一秒は一秒で地球で定められている一秒は一秒で変わらないのに、
待ち時間がどうして永遠に思えるのだろうか。
濃厚な一秒を知ると、今までどれだけの時間をさらさらと無駄に流していたのか分かる。
きっと時間に重さはないけれど、間違いなく心臓に刻まれる脈は深く意味を持つ。
返事待ちが辛くならないよう愛美がテレビの実況を可笑しく誇張して話してくれるので、
不安な気がいくらか紛れるように感じた。
暖房のスイング機能が思い出したかのように音を立て、
生温い空気が髪の毛の隙間を通り地肌を軽く撫でた。
それは不意打ち。
着信音が鳴る前に咄嗟にクリックしてしまっていた。
従って、画面に浮かぶ文章は結衣にとって、リハーサルなしでいきなり本番のむちゃ振りのようなことだった。
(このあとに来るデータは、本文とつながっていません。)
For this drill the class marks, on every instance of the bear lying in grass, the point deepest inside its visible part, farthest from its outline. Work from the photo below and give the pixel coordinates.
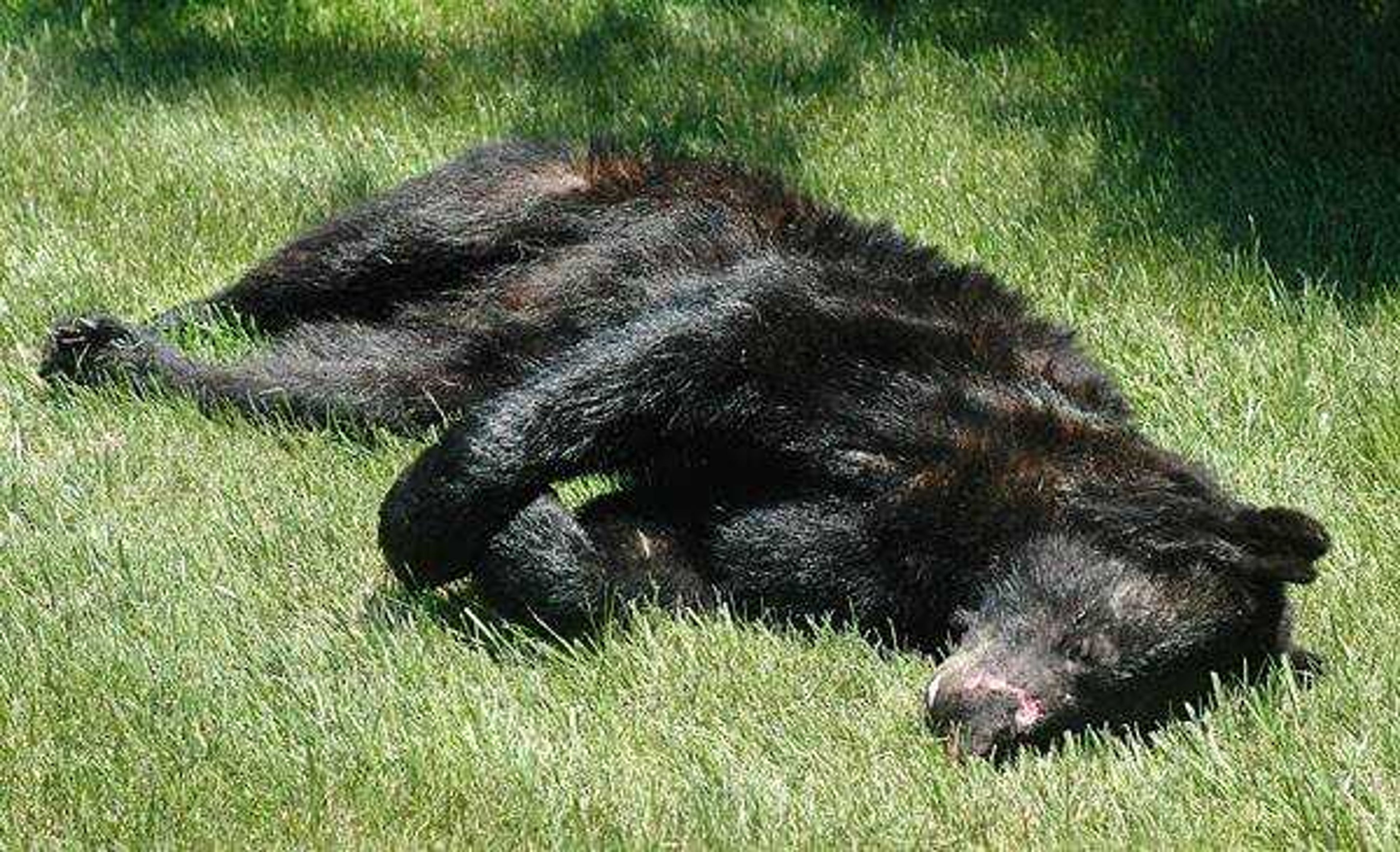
(818, 418)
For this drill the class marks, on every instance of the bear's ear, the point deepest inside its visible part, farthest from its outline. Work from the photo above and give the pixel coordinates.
(1280, 544)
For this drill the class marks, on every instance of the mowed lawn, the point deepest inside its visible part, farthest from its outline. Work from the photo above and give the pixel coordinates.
(201, 647)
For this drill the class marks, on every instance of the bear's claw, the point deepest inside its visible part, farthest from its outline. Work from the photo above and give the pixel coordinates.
(88, 349)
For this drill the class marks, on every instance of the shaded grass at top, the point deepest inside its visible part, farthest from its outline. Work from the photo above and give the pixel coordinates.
(1270, 128)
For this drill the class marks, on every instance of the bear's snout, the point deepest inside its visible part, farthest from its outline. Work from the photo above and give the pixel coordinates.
(982, 715)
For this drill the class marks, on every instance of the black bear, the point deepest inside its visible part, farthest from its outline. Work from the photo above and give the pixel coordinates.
(815, 418)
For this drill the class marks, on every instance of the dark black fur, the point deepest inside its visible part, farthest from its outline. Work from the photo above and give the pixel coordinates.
(818, 418)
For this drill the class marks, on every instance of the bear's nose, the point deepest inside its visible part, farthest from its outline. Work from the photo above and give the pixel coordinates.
(982, 714)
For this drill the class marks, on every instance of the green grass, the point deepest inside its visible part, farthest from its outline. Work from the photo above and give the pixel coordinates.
(199, 644)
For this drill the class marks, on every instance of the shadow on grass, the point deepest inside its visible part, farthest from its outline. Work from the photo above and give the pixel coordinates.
(1270, 128)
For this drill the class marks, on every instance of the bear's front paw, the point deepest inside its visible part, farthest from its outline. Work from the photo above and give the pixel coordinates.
(92, 349)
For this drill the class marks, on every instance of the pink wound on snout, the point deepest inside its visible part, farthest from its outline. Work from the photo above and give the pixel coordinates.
(1028, 707)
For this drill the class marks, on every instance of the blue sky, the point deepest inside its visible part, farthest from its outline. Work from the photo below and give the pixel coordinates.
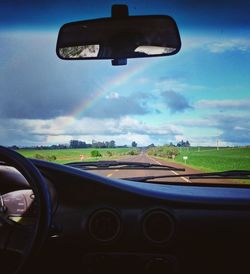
(201, 94)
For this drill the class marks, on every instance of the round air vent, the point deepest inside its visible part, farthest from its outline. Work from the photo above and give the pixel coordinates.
(158, 226)
(104, 225)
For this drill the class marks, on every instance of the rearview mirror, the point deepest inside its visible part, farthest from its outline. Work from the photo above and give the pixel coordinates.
(119, 38)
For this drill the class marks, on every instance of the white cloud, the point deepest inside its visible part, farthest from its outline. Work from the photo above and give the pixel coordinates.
(215, 44)
(123, 130)
(241, 104)
(175, 85)
(113, 95)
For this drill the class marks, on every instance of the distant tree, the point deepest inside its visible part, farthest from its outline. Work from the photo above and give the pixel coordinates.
(183, 144)
(151, 145)
(112, 144)
(134, 144)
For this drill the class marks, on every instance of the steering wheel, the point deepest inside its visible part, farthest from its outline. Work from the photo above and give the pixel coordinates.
(23, 241)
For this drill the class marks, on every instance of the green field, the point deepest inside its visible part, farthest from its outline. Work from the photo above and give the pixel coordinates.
(211, 159)
(71, 155)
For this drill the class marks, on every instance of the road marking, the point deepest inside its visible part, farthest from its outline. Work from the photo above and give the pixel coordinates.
(183, 178)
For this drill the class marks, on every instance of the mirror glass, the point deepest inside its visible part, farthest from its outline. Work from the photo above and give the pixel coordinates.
(119, 38)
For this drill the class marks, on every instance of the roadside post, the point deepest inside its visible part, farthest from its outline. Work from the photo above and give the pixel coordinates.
(185, 159)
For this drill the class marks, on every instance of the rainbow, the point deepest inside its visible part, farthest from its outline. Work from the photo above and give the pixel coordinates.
(107, 87)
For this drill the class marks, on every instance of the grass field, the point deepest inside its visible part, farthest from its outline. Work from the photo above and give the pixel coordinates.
(211, 159)
(71, 155)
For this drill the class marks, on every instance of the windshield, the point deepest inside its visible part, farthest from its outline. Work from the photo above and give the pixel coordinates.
(190, 110)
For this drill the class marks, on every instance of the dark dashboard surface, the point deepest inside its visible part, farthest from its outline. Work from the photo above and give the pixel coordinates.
(107, 226)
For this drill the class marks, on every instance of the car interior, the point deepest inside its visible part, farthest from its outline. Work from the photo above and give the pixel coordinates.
(64, 218)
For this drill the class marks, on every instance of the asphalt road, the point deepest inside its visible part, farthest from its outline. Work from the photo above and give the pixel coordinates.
(116, 173)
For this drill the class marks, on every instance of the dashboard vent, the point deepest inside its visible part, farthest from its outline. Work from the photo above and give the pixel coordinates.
(104, 225)
(158, 226)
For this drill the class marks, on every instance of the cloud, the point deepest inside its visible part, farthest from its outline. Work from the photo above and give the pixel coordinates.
(230, 129)
(116, 105)
(215, 43)
(29, 132)
(175, 101)
(224, 104)
(35, 84)
(235, 129)
(176, 85)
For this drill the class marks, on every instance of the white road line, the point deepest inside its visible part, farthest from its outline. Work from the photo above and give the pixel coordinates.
(183, 178)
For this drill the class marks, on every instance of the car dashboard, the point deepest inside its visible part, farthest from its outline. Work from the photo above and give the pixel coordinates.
(103, 225)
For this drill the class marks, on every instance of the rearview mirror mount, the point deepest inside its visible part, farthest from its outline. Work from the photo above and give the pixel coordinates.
(119, 37)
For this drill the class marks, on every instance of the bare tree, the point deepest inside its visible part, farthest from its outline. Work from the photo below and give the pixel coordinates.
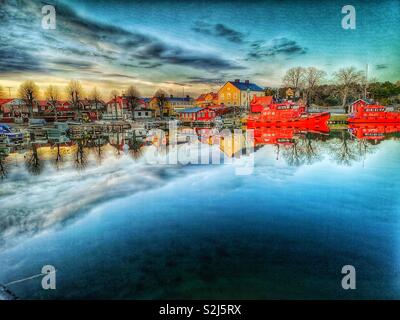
(53, 96)
(132, 96)
(294, 79)
(74, 91)
(161, 99)
(95, 96)
(29, 92)
(348, 79)
(312, 79)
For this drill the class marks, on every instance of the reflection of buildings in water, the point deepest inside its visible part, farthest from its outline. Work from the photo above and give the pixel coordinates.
(295, 145)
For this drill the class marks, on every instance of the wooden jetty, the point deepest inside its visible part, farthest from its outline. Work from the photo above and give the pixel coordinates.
(6, 294)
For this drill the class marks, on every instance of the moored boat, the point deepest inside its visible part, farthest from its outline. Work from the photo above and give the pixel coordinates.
(373, 131)
(287, 114)
(364, 112)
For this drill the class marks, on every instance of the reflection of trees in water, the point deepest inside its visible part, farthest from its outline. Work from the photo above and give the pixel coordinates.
(58, 160)
(117, 145)
(303, 150)
(80, 156)
(99, 151)
(135, 146)
(3, 170)
(291, 154)
(345, 149)
(32, 161)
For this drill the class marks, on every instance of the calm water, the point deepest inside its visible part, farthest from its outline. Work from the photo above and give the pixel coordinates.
(116, 226)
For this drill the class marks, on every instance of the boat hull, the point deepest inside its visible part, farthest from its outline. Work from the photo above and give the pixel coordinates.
(310, 121)
(385, 117)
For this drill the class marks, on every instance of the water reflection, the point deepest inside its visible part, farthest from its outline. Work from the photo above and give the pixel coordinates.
(295, 145)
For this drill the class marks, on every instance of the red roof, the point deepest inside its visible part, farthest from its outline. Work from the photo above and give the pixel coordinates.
(3, 101)
(201, 97)
(267, 100)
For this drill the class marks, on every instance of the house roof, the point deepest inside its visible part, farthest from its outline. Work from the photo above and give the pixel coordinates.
(262, 100)
(3, 101)
(191, 110)
(201, 97)
(242, 86)
(179, 99)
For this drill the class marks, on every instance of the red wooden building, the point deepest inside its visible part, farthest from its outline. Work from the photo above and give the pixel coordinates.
(257, 104)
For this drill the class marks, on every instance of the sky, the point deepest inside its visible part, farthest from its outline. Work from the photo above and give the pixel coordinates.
(190, 47)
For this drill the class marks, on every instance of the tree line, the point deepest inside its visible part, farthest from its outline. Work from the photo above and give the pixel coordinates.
(29, 92)
(346, 85)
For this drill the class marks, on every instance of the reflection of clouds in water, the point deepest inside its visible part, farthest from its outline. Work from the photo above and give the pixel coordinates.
(30, 204)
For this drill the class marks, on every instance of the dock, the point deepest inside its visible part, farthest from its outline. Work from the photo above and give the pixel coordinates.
(6, 294)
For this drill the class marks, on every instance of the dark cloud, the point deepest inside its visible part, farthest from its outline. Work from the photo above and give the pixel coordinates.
(177, 56)
(19, 61)
(219, 30)
(381, 66)
(73, 63)
(206, 80)
(76, 39)
(278, 46)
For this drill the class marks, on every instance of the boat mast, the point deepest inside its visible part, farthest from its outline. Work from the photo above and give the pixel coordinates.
(366, 82)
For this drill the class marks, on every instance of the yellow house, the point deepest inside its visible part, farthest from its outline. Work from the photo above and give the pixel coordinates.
(207, 99)
(172, 105)
(236, 93)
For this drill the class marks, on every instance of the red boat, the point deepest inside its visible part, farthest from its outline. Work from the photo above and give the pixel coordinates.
(373, 131)
(282, 135)
(289, 115)
(363, 112)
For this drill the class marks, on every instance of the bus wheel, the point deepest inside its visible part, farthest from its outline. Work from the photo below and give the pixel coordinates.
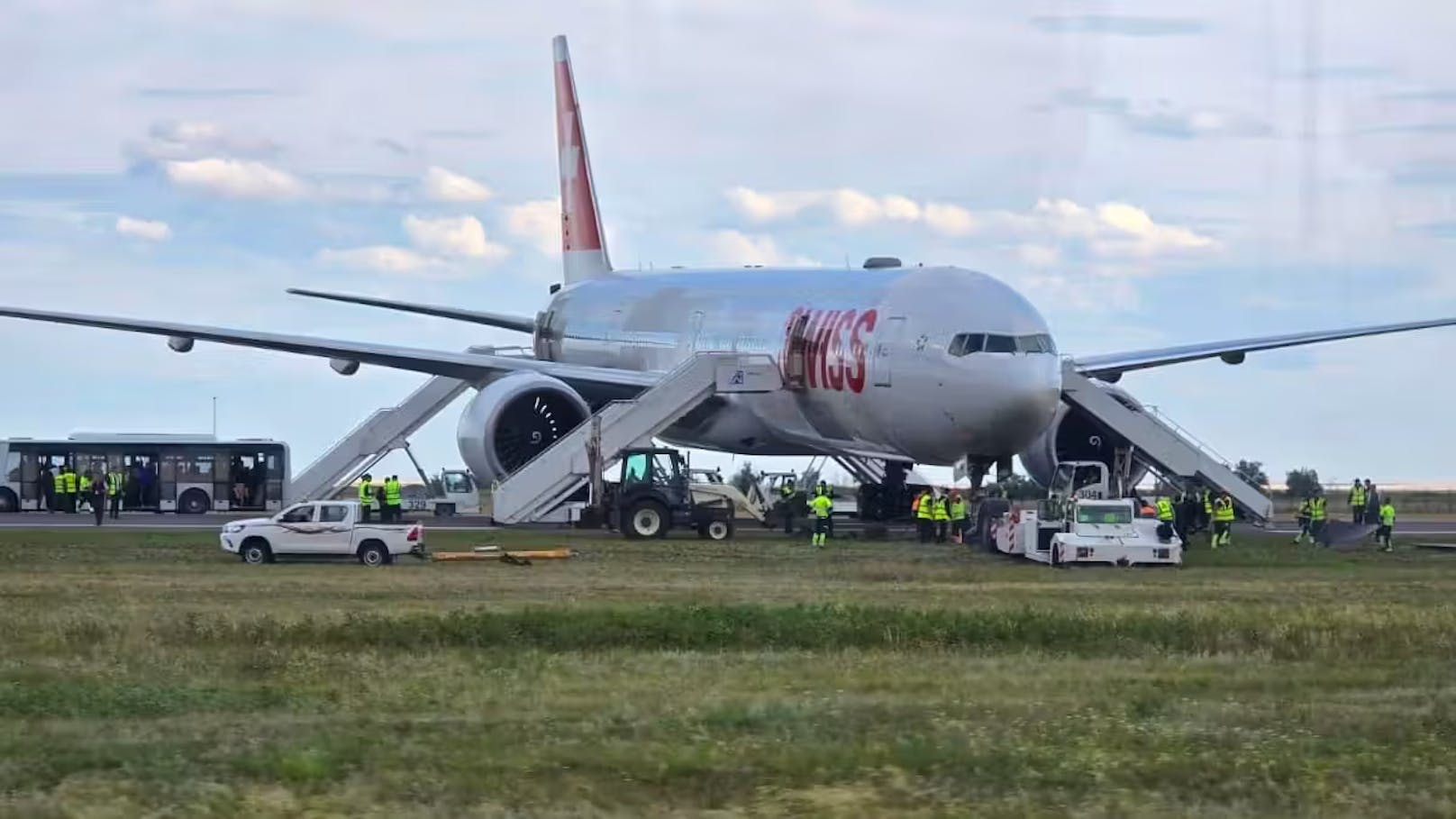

「うわっ、わ! 嘘、メールきた! うわ、読むよ? えっと……、待って。えっと。
全然。週三しかしてないマル、しかも渋くあえてのうどん屋、笑い。田上さんは何かバイトしてんのハテナ
……だって! うどんかぁ、イメージと違うかも、あははっ」
、うどん屋とかなんか
なんかカフェっぽいけど、うどんかー
白い服なのかな、長いエプロンなのかな
……おでこ出してるのかなぁ?
てか前髪短い方が似合いそ
一秒の間に彼のことを想像し、立派に頭の中を巡る。
まさかメールをする間柄になるなんて、誰が知っていたのだろう。
無関係な二人がとりとめのないメールをすることはなく、
せいぜいテスト範囲を尋ねたり、宿題を聞かれたり利用されるだけだから、
ふわふわした内容をやりとりする彼女と彼は他人ではないはずだ。
こんな風に向こうには無意味なことにも、いちいち意味を作りたがるのが乙女心。
日常を特別扱いして、いちいち歴史に刻むのが恋する女の子。
それが迷惑になるか、好意になるか。
果たしてどちらなのかはまだまだ先のお話で、
今はまだ無――ここからの頑張り次第で、結衣が未来をいくらでも変えられるし、
また、近藤の人生をいくらでも侵略できる余地を意味していた。